Industrious' Financial District location covers 28,711 square feet and opened in 2018. Image courtesy of Industrious.

A significant player in the Boston coworking scene, and one of WeWork’s chief rivals, announced Friday it expects to hit profitability early next year thanks to new deals with large landlords. The news came just days after WeWork’s parent company filed paperwork for its impending IPO that revealed over $1.61 billion in losses in 2018.

WeWork occupies 1.2 million square feet at 12 locations in the area, leased on a long-term basis from tower owners and subleased on a shorter-term basis to companies small and large. It has also been scouting for spaces to fit its new “Headquarters By WeWork” model.

Industrious currently has four locations in the Boston area and covers over 120,000 square feet. Coworking now makes up around 3.2 percent of the region’s office market, occupying 2.6 million square feet in Boston, Cambridge and Somerville, according to Avison Young.

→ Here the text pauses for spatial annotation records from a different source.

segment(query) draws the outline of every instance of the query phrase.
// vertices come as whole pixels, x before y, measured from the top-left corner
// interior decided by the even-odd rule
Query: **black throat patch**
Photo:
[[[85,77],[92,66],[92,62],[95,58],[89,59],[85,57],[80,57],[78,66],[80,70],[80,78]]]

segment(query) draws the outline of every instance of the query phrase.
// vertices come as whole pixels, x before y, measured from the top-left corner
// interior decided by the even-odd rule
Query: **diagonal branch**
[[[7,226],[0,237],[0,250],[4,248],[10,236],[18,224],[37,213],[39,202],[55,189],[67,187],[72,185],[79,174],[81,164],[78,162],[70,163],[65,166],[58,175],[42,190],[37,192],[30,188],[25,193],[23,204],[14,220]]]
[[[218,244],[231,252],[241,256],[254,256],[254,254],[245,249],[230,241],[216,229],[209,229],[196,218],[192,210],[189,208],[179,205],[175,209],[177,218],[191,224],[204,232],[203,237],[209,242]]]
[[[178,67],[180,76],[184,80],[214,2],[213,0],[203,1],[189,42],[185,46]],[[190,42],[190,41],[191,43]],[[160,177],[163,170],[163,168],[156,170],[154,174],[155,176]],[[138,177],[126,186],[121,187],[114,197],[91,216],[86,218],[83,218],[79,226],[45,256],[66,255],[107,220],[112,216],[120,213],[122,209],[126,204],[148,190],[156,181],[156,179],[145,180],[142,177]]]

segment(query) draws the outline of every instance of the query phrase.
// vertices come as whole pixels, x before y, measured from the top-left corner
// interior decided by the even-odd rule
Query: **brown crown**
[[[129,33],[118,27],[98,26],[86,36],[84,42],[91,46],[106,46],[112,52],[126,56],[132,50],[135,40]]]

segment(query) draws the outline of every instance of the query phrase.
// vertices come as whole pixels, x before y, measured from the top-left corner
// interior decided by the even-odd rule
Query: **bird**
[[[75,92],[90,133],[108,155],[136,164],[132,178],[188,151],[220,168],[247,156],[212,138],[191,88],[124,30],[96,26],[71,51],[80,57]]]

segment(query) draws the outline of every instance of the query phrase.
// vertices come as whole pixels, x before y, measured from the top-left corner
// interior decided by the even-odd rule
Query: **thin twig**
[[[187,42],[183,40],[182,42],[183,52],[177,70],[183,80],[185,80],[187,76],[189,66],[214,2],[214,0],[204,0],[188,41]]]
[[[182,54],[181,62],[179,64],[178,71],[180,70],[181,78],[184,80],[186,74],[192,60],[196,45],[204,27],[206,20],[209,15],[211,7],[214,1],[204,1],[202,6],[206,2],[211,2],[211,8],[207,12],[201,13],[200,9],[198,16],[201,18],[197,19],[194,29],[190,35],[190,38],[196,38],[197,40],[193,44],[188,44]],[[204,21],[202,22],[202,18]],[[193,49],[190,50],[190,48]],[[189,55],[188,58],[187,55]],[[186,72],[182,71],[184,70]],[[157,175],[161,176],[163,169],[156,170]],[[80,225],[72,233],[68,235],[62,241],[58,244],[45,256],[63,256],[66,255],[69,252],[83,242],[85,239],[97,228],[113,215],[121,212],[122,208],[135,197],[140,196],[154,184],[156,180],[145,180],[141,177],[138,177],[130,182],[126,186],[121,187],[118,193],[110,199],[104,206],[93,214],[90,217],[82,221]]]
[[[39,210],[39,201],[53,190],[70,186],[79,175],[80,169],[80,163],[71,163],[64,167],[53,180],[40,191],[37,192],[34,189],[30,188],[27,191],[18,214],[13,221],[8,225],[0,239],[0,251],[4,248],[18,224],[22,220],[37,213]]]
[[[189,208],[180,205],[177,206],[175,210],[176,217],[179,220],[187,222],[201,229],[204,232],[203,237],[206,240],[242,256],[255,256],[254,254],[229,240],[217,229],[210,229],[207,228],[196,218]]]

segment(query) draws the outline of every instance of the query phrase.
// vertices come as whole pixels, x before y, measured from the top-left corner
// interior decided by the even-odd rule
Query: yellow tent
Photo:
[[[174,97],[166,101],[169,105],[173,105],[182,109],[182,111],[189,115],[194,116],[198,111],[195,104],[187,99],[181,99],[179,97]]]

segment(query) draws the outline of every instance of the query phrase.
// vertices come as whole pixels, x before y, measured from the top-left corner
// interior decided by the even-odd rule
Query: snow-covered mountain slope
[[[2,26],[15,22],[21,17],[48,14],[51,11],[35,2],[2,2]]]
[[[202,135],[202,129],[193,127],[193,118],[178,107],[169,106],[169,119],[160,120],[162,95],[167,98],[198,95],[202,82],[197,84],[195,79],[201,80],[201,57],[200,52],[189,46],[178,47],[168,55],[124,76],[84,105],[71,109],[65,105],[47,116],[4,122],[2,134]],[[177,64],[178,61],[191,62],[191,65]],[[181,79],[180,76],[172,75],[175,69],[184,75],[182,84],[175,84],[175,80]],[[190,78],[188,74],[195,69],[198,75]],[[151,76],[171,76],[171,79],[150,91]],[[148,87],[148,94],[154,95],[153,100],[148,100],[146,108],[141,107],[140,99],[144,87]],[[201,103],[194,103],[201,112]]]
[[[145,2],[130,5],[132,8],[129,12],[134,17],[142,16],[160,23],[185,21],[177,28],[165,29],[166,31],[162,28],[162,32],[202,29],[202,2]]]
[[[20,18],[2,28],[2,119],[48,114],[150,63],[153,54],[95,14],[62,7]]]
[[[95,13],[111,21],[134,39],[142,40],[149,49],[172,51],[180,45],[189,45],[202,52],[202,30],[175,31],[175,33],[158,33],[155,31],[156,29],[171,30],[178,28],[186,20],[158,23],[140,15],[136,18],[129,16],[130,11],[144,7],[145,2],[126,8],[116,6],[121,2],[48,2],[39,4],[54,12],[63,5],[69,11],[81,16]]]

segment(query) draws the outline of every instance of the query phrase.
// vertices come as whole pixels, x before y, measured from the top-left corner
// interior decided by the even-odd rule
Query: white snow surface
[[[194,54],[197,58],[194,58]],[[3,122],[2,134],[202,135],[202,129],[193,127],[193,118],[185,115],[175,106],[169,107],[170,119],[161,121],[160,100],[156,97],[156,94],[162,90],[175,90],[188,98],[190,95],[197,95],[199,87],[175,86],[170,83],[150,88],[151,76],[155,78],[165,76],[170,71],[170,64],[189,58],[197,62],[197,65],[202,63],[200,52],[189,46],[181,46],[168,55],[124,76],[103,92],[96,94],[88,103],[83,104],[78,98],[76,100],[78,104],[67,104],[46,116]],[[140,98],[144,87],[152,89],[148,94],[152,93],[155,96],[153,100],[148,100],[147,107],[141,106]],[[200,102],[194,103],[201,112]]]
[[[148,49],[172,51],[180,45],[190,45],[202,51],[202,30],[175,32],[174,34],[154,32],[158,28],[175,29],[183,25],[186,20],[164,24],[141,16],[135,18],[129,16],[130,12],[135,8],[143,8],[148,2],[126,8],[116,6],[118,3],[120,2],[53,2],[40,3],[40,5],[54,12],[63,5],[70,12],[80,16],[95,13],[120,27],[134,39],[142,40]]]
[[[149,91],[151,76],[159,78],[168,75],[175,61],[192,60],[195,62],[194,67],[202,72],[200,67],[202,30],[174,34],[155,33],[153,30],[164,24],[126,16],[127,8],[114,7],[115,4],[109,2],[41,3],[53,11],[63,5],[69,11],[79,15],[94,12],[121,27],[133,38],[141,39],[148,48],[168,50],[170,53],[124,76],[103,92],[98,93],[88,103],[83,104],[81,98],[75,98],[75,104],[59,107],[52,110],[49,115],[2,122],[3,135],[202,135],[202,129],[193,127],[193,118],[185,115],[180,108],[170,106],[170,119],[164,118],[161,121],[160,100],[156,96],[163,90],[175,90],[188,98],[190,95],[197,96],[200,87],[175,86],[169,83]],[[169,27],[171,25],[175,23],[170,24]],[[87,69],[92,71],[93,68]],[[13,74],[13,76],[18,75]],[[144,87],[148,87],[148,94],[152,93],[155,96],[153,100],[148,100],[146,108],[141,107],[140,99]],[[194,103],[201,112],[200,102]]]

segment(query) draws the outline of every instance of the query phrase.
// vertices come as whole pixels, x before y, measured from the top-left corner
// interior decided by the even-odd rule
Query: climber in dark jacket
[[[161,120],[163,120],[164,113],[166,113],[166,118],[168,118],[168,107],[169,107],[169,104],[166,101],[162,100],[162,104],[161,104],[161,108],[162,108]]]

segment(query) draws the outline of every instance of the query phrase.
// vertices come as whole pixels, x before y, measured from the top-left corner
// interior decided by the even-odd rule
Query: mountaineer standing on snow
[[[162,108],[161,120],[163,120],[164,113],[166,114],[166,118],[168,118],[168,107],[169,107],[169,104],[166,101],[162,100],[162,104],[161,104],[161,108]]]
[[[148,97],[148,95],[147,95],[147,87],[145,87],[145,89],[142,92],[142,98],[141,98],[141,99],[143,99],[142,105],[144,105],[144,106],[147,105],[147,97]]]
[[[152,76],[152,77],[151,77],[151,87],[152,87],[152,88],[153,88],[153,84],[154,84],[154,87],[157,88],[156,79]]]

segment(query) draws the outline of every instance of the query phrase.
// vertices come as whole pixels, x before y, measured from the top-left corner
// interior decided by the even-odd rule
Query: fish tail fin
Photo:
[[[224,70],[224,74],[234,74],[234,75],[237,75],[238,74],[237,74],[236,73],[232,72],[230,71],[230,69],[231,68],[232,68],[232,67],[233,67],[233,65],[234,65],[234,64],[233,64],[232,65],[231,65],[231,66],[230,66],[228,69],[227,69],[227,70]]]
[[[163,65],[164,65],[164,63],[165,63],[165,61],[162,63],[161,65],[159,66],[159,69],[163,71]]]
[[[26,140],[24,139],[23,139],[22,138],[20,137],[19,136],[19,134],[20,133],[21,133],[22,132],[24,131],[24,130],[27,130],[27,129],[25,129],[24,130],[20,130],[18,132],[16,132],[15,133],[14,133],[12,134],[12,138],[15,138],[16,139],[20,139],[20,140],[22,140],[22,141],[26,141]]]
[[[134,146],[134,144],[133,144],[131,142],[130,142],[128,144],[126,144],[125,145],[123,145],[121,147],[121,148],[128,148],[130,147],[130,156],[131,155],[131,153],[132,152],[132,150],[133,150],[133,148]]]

The Industrious announcement came as it completed an $80 million series D funding round “focused on strategic landlord partners,” the company said. Funds from the series D funding round will be used to expand the company’s suite of landlord services, double network size organically and through M&A opportunities and support international expansion.

Through landlord partnerships, Industrious manages and operates flexible workspaces, large enterprise suites and building-wide shared amenities. In a statement, the company touted an ability to provide landlords income 30 percent above a market lease, and 90 percent occupancy for units over roughly 10 months old.

“Industrious is unquestionably the operating partner-of-choice for landlords, and from our end, partnering with landlords enables us to deliver the world’s most productive workplaces,” Jamie Hodari, CEO and co-founder of Industrious, said in a statement. “We evolved to a partnership-only approach about a year and a half ago and this latest round of funding capitalizes on that, allowing us to aggressively pursue our expansion goals sustainably, efficiently, and with little risk. Evolving to management contracts has not been easy. It took the hotel industry 30 years to graduate from leases, and you have to have very strong, consistent economics to build the trust of landlord partners – so we’re particularly proud to be leading the industry on this front.”

Industrious has secured over 20 landlord partners to-date including: Hines, EQ Office, Macerich and Jamestown LP. Management contracts represent more than 80 percent of the deals it has signed in 2019, it said, and the company predicts managed units will form the majority of its portfolio by Q1 2020.

Investors in the round include Riverwood Capital Partners, Brookfield Properties’ retail group, TF Cornerstone, Granite Properties, Equinox, Wells Fargo Strategic Capital, Fifth Wall Capital, and the Canada Pension Plan Investment Board. The series D brings the total raised by Industrious to $222 million.

Since its last round of funding, Industrious has grown its square footage by 129 percent, the company said, and now spans over 80 locations across more than 45 U.S. cities. It has also increased revenue 140 percent year-over-year, and acquired two coworking companies: Assemble and TechSpace.